COVID-19: With Limited Ingredients and a Surplus of Time, Home Cooks Are Learning to Improvise Like Never Before
Rapidly shifting routines and habits around meal preparation and eating are helping consumers feel more empowered.
With health and government officials across the country instructing people to stay home and many people furloughed or laid off, Americans are spending significantly more time at home – and in their kitchens –than usual. With life suddenly upended, consumer eating and meal preparation habits are quickly evolving to catch up. Amidst these limitations, consumers are adapting their food preparation strategies to align with goals around comfort, nutrition and food waste.
To understand how the pandemic is impacting consumers’ lives right now, The Hartman Group has been conducting ongoing qualitative and quantitative research around this evolving situation. Our approach to qualitative research is particularly unique in our efforts to contextualize our observations and insights within food culture resulting from the COVID-19 pandemic. It is our interpretive lens that creates the depth and richness of our findings and distinct POV on the near- and long-term implications for business.
Speaking with consumers during recent mobile ethnographies, one thing that really stood out to us is how quickly consumers are finding new avenues to meet both ongoing and emerging needs. Some of these needs existed prior to the COVID-19 crisis and are quite foundational. These needs like parents trying to feed their kids, in general, or just trying to please everyone who's sitting at a meal together, specifically, are taking on an elevated sense of urgency.
New Tension Points in the Kitchen
The kitchen has long been the vibrant hub of home life. Yet in many homes today, the kitchen has become a multipurpose space: part-time office, part-time kitchen, part-time school. Through it all, the kitchen remains the space where meal prep, cooking and eating take place.
Some consumers with limited home-cooking skills are motivated to learn more as a form of recreation and less as a necessary chore, while others are relying more on canned and frozen items. Parents are bringing their kids into the kitchen as a way to keep them entertained and occupied, teaching them fundamental cooking skills in the process.
Snacking and mealtime have shifted to exclusively at-home eating occasions. There is a rapid evolution around how consumers approach food, from convenience and leftovers to perceptions of what is healthy for the individual members of the household.
While consumers are becoming empowered through new skills in the kitchen, as they move out of quarantine, they will likely fall back into more convenient routines — provided their financial status enables them to do so.

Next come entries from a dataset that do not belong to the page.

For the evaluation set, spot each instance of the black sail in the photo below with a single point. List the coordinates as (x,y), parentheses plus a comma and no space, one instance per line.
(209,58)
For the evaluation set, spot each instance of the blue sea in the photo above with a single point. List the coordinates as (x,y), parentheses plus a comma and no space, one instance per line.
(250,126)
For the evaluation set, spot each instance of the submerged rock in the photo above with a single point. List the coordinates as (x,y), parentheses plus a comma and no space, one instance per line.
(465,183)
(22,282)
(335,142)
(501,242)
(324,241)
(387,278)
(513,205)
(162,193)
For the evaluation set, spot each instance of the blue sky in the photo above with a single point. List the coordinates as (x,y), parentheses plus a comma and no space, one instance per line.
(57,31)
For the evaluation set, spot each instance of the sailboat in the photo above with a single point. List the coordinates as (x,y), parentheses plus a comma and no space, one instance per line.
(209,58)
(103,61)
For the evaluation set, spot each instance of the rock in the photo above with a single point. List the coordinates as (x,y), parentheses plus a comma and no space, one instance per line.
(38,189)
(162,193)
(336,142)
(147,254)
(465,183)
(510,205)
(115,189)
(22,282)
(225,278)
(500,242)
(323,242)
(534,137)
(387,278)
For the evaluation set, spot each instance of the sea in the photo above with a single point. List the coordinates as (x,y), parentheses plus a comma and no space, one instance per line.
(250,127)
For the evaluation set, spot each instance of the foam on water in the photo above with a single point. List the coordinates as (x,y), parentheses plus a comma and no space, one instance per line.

Still, they will have a deepened appreciation for the physical and mental labor of meal prep that was easier to outsource prior to the COVID-19 outbreak.
Our qualitative research finds that consumers are navigating an unprecedented shift in American society that will have lasting effects on U.S. food culture, changing consumers’ collective and individual experiences in both broad and targeted ways.

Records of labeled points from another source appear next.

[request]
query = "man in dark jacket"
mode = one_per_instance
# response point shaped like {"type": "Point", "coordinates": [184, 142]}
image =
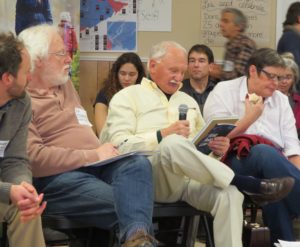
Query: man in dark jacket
{"type": "Point", "coordinates": [19, 201]}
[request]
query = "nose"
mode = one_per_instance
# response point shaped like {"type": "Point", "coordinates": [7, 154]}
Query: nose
{"type": "Point", "coordinates": [127, 77]}
{"type": "Point", "coordinates": [68, 59]}
{"type": "Point", "coordinates": [179, 76]}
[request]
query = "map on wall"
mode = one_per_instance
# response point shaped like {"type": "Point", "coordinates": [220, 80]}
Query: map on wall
{"type": "Point", "coordinates": [258, 13]}
{"type": "Point", "coordinates": [155, 15]}
{"type": "Point", "coordinates": [108, 25]}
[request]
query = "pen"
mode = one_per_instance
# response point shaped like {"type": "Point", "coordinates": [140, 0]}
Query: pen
{"type": "Point", "coordinates": [118, 146]}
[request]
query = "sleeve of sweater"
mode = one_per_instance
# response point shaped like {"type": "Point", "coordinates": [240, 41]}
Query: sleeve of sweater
{"type": "Point", "coordinates": [14, 165]}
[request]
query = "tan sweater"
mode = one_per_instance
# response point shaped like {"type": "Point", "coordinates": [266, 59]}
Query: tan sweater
{"type": "Point", "coordinates": [57, 141]}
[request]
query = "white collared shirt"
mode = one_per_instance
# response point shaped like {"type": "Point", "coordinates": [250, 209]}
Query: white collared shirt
{"type": "Point", "coordinates": [277, 122]}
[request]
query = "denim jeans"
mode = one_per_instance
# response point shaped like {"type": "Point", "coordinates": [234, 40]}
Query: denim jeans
{"type": "Point", "coordinates": [118, 193]}
{"type": "Point", "coordinates": [265, 161]}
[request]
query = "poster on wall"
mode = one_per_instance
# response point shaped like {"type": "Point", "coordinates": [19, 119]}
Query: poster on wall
{"type": "Point", "coordinates": [258, 13]}
{"type": "Point", "coordinates": [155, 15]}
{"type": "Point", "coordinates": [16, 15]}
{"type": "Point", "coordinates": [108, 25]}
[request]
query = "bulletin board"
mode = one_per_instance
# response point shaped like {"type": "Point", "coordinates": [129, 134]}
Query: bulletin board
{"type": "Point", "coordinates": [258, 12]}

• Consumers are reevaluating the very necessity of shopping trips and turning to larger, less frequent trips and alternative modes of sourcing perceived to be safer, such as online and click and collect.
• The desire for preparation in consumers’ food repertoires will be expressed as maintaining a well-stocked pantry.
• Looking farther ahead, new routines that focus on preparation for the unknown are likely to have lasting impacts.
In an environment where many aspects of traditional convenience are not available (dining out, reliable access to specific foods) and routines and priorities are shifting, consumers are rethinking their approach to food more than ever and finding new solutions that respond to evolving considerations.
COVID-19 has exposed new tensions and amplified existing concerns, leading to shifts in core trends related to personal empowerment, individual and collective resilience, connectivity and systemic change. This, in turn, has impacted consumer values around quality, value, food sourcing, social justice, commensality and waste.